The run matches the all-time record in Scottish football with both sides of the Glasgow divide having previously won nine in a row.
A look at how the current Celtic matches up to the club’s European Cup-winning vintage of the 1960s and 1970s and the Rangers’ all-conquering side of the 1990s.
Celtic (1965-1974)
Celtic had gone 12 years without winning a league title prior to the arrival of legendary manager Jock Stein in 1965.
Stein’s time in charge is best remembered for leading the Hoops to becoming the first British side to win the European Cup in 1967, but the foundations for the ‘Lisbon Lions’ were built on getting back on top in Scotland.
“The manager’s arrival was a big thing.
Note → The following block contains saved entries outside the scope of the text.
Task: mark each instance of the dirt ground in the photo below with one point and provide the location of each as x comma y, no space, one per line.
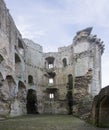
46,122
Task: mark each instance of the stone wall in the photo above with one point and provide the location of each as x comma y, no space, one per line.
24,67
100,109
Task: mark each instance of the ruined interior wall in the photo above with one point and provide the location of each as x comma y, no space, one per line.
22,57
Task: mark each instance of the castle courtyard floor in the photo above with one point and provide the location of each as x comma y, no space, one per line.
46,122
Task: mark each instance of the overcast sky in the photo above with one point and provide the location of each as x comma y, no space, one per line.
54,23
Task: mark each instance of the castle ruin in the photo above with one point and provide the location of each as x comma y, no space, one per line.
32,81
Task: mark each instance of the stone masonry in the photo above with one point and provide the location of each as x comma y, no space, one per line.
32,81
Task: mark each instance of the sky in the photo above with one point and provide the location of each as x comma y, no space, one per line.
54,23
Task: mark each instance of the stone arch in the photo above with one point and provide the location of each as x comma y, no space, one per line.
70,94
64,62
12,86
31,102
70,81
18,65
104,112
20,47
1,58
30,79
21,91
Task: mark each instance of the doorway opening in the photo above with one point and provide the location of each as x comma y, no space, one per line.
32,102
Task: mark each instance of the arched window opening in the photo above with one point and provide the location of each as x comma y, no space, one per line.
51,80
51,95
18,66
21,91
70,81
50,61
1,58
17,58
30,79
20,47
64,62
104,112
32,102
12,86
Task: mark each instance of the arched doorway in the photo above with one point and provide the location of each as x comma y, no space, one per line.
31,102
21,92
70,94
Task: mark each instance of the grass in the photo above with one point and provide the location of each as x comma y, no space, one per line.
45,122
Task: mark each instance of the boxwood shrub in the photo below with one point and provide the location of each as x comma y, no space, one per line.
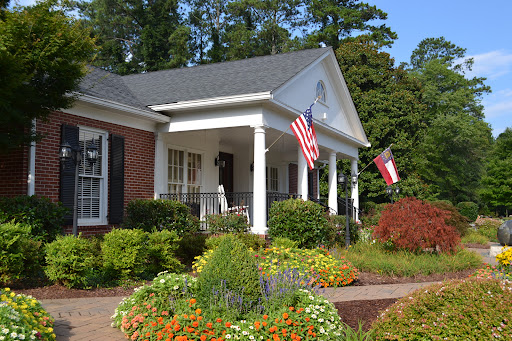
305,222
471,309
45,217
149,215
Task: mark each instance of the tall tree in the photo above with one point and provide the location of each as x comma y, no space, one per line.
261,27
137,35
496,189
451,154
389,105
42,59
339,21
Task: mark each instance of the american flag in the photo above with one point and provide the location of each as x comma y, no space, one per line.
304,131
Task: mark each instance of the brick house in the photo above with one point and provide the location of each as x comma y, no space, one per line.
180,133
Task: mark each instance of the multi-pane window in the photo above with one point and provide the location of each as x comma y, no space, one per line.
272,179
184,175
320,91
92,179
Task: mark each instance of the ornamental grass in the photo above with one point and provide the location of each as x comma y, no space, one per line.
23,318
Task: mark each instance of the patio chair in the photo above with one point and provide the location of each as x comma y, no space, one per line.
224,207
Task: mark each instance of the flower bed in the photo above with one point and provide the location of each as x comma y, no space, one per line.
318,265
167,310
23,318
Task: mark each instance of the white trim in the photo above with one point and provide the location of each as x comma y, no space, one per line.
135,112
212,102
102,220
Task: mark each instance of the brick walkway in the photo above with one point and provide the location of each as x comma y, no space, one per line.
83,319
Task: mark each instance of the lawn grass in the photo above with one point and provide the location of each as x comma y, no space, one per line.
374,258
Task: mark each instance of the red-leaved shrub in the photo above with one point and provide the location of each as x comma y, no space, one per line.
416,225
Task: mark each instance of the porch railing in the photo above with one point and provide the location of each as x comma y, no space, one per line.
202,204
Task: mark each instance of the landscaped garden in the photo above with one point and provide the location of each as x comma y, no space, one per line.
237,286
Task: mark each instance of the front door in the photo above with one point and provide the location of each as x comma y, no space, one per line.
226,172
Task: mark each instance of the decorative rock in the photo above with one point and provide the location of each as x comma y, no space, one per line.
505,233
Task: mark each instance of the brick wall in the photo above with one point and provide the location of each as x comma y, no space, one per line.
14,172
139,163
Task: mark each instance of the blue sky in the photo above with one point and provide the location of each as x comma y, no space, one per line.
484,28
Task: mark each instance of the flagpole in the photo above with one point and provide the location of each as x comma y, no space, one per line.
284,132
372,161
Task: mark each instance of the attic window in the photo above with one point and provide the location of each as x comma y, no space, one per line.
320,91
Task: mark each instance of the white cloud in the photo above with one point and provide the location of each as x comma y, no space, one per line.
491,65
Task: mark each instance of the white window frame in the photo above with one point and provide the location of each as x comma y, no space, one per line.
103,207
322,84
185,184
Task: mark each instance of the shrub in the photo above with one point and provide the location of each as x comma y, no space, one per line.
227,223
162,247
303,221
340,223
472,309
284,243
455,219
45,218
23,318
124,253
231,271
20,256
71,260
468,209
190,246
416,226
160,215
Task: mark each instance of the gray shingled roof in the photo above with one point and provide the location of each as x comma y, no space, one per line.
246,76
106,85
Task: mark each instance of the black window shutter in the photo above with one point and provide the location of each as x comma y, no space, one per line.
116,204
69,134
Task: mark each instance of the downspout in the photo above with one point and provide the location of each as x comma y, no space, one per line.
31,179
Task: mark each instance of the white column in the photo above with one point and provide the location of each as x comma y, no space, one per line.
302,175
259,219
355,190
333,183
160,166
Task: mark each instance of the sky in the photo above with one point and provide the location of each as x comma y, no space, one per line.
483,28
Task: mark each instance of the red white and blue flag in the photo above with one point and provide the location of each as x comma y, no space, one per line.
304,131
386,164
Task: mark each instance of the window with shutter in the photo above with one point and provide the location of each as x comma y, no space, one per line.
92,191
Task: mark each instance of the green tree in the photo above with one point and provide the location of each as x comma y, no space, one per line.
261,27
137,35
451,155
338,21
42,59
389,105
496,189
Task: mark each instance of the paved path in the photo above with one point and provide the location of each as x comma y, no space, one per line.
83,319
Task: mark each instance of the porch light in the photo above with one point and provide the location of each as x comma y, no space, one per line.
92,153
219,162
354,179
65,152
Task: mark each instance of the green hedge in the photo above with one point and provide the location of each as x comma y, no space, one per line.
150,215
305,222
45,217
20,255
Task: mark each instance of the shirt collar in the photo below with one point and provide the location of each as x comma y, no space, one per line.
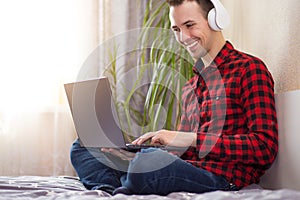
219,59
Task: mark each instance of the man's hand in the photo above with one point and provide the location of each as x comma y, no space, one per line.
170,138
124,155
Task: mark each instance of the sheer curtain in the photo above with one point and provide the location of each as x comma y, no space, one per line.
43,44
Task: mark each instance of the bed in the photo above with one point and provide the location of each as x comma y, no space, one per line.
69,188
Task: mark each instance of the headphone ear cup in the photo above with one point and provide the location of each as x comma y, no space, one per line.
212,20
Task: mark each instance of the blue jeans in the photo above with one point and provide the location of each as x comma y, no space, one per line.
152,171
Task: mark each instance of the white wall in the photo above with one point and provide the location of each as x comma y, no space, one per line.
285,171
270,30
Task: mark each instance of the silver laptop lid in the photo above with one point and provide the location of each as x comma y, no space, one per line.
94,113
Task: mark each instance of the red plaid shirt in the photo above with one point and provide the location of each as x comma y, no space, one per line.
230,105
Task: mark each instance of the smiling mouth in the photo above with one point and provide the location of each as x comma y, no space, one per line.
192,44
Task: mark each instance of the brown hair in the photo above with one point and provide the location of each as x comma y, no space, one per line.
206,5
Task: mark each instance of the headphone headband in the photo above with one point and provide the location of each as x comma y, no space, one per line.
218,17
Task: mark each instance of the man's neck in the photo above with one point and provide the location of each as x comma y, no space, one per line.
216,48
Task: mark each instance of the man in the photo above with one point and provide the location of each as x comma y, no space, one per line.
228,122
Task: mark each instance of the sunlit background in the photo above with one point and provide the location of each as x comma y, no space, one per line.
43,44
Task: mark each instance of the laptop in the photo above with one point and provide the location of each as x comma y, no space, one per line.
95,118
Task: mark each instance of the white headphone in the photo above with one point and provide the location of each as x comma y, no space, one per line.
218,17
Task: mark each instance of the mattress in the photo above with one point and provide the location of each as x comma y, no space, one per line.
65,187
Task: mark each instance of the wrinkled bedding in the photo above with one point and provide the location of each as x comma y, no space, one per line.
70,188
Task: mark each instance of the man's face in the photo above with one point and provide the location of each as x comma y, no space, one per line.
191,28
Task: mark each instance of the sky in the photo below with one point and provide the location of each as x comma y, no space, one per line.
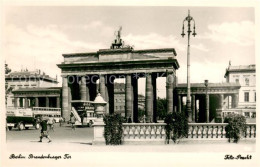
35,37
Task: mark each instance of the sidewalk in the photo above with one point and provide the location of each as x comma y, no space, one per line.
86,146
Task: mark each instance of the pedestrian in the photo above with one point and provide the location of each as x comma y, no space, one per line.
61,121
51,122
129,119
73,121
44,130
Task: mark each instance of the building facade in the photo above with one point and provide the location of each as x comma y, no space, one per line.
26,79
80,72
246,77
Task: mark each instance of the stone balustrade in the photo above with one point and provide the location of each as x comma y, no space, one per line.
155,132
145,131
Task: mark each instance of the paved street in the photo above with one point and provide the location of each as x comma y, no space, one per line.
66,139
77,144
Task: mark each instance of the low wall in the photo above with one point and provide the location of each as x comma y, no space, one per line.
154,133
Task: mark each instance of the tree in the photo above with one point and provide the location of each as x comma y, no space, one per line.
7,89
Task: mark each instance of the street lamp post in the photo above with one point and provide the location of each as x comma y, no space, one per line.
206,83
188,99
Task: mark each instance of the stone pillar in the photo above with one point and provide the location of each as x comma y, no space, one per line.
220,109
15,102
149,98
207,108
169,91
179,103
47,102
102,87
103,91
110,94
235,100
154,119
92,86
135,99
36,101
196,110
25,102
65,99
83,88
193,107
128,96
221,100
58,102
69,98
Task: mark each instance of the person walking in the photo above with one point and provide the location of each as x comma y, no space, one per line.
73,121
51,122
61,121
44,130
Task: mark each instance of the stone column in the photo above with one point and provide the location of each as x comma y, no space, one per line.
65,99
154,119
128,96
25,102
36,101
179,103
110,93
193,107
169,91
102,87
149,98
196,110
83,88
207,108
70,86
220,107
103,91
221,99
92,86
135,99
235,100
47,102
15,102
58,102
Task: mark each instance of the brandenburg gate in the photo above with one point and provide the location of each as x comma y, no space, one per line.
80,72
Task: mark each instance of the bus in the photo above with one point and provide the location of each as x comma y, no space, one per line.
47,112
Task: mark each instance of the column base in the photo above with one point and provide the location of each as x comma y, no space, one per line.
99,138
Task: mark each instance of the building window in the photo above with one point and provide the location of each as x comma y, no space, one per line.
247,81
246,96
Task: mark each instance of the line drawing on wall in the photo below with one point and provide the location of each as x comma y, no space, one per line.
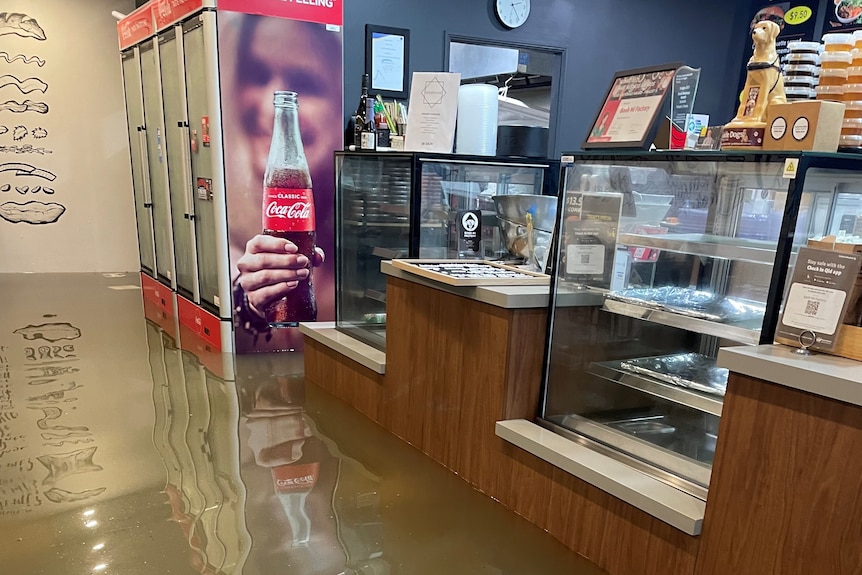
51,332
22,169
26,59
25,106
57,394
33,213
69,441
21,25
51,371
24,86
25,149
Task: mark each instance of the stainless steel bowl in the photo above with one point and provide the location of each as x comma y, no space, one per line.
515,207
512,219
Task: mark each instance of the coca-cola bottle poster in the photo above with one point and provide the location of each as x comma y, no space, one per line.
281,89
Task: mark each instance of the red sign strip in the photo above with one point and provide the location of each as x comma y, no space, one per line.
319,11
167,12
135,27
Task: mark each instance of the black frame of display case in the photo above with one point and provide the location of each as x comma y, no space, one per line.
550,187
778,277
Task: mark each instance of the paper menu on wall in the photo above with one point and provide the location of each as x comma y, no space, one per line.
820,290
432,112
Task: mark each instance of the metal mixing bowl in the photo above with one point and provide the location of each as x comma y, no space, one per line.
512,219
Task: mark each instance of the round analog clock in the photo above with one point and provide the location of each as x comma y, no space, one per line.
512,13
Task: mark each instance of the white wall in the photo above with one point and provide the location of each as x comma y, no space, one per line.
86,133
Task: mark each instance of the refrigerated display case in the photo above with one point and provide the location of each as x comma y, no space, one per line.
170,77
697,259
399,205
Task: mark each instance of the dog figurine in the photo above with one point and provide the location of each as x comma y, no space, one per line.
764,84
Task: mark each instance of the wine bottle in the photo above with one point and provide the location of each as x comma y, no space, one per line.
361,117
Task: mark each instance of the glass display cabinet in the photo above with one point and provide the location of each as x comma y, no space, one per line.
690,252
398,205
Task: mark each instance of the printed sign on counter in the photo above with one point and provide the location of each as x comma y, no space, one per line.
817,300
591,221
632,106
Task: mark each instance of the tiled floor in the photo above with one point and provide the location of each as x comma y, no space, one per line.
120,453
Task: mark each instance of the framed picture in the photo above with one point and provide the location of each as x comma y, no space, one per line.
628,117
387,58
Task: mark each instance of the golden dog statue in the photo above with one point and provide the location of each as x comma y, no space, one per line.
764,86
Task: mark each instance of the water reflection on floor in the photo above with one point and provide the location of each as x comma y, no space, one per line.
122,453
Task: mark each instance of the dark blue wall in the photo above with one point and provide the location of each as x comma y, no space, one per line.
600,37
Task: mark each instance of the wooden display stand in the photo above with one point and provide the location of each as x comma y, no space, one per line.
811,126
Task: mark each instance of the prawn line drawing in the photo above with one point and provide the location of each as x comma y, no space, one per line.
25,106
25,59
24,86
21,25
22,169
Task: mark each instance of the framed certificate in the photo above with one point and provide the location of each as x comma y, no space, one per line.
387,58
628,117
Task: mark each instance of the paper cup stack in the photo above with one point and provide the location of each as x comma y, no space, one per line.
477,120
802,70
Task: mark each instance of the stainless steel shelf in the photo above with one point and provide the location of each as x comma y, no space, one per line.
389,253
680,395
646,451
375,295
756,251
746,333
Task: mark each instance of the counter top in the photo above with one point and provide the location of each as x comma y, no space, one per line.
324,332
507,297
620,480
824,375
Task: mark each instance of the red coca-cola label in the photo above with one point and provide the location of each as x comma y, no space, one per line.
289,478
288,210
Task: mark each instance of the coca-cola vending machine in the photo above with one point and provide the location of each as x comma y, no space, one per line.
234,110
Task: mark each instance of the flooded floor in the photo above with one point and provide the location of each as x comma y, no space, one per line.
122,453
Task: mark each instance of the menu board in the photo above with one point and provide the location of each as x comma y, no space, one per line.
627,119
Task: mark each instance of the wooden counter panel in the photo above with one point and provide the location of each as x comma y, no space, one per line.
344,378
444,363
786,490
454,367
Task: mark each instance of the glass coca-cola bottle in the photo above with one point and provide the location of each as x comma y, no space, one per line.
288,208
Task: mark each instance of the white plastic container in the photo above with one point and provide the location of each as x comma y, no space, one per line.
477,120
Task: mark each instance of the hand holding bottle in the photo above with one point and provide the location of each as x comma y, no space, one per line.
271,268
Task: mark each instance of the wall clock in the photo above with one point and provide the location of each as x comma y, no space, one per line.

He turned us into a good team and it just went from there,” Bobby Lennox, one of just three players to win all nine championships between 1965 and 1974, told Celtic’s website.
Stein’s Celtic dominated domestically with an entirely home-grown team at time when a host of Scottish sides were challenging for European honours.
The 1966-1967 season was the standout, as on top of the European Cup, Celtic completed a clean sweep of the league, Scottish Cup, League Cup and Glasgow Cup on home soil.
Rangers (1988-1997)
Rangers’ nine in a row was also preceded by a long spell of limited success with just one league title in 10 years before 1988.
That came in Graeme Souness’s first season as player-coach in 1986-1987 and soon the money spent during his reign on a number of England internationals began bearing fruit.
Souness won two more titles before leaving to take charge of Liverpool in 1991.
Celtic (2011-2020)
Celtic have cashed in on Rangers’ financial plight as their latest run of nine consecutive titles began the same season their city rivals entered administration.
As Rangers waded through the lower leagues for four seasons, Celtic cruised to another four titles despite a change of manager as Neil Lennon’s departure in 2014 saw inexperienced Norwegian Ronny Deila take charge for two seasons.
Rangers’ return to the top-flight has only seen Celtic tighten their domestic grip by winning the last 11 major trophies on offer in Scottish football.
In Brendan Rodgers’s debut season in 2016-2017, the Hoops did not even lose a single domestic match in winning the first of three trebles.
Rodgers’s move to Leicester in February last year could easily have derailed Celtic’s charge for an eighth straight title, but Lennon’s return ensured Rangers were held off again.
The circumstances this season were even more unique to overshadow what should have been a historic achievement.
Celtic held a commanding 13-point lead when the season was halted due to coronavirus in March, and were awarded the title on a points-per-game basis.